2. Is "kernel ACKs while the application stopped reading" plausible here, and how would the pings still get
answered if the app stopped reading? (Reconcile carefully.)
3. Could anything OTHER than the agent still explain TCP-ACKed-but-not-processed (e.g., a middlebox at the
agent's own site doing TCP proxying/termination that ACKs then mangles; TLS-inspection at the agent's UDR;
GRO/LRO/TSO offload on the server-grade NICs corrupting reassembly only for these hosts)? Weigh these.
4. The single most decisive next test.
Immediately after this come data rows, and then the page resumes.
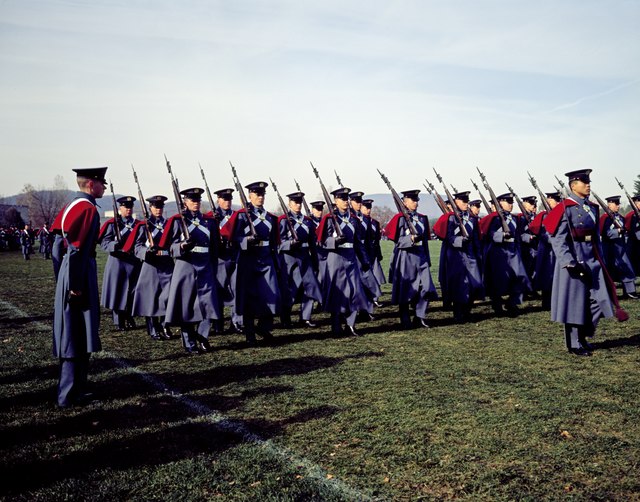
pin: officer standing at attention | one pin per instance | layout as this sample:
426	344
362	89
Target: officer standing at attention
615	248
257	288
342	289
152	288
227	259
298	262
194	240
580	296
409	270
122	268
76	308
504	272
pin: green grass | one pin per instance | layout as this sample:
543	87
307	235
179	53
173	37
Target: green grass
495	409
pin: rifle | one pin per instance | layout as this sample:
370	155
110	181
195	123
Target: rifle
486	205
609	212
176	194
633	204
520	204
543	197
327	200
439	200
456	210
494	199
304	201
400	205
206	187
145	211
116	214
243	200
285	212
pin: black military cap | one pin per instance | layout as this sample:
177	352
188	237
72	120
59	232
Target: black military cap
194	194
259	187
463	196
506	197
126	201
341	193
94	173
580	174
411	194
157	200
225	193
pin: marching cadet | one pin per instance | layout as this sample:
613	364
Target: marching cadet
374	251
122	268
193	240
257	288
317	211
227	259
528	240
504	272
44	236
409	270
615	248
342	288
545	257
76	309
632	224
460	258
26	241
298	262
580	295
372	288
152	288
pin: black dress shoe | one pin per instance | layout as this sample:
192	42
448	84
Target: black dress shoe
351	331
203	346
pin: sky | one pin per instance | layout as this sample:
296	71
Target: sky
509	86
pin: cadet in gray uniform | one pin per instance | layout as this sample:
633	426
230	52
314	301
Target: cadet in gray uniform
152	288
76	308
580	295
122	267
We CAN: capture at any point in OUR infra (pfSense/NPM/origin), read the
server DB, read the agent's LAST uploaded logs, change pfSense/NPM/server config, force the agent to
reconnect (server-side eviction), restart NPM. We CANNOT push config to the broken agents or get on-site
quickly. What single action best discriminates "agent app" vs "agent-site middlebox/offload" vs "still NPM/pf"?
5. Does the "worked at 22:23 right after update, never since" timing point anywhere specific?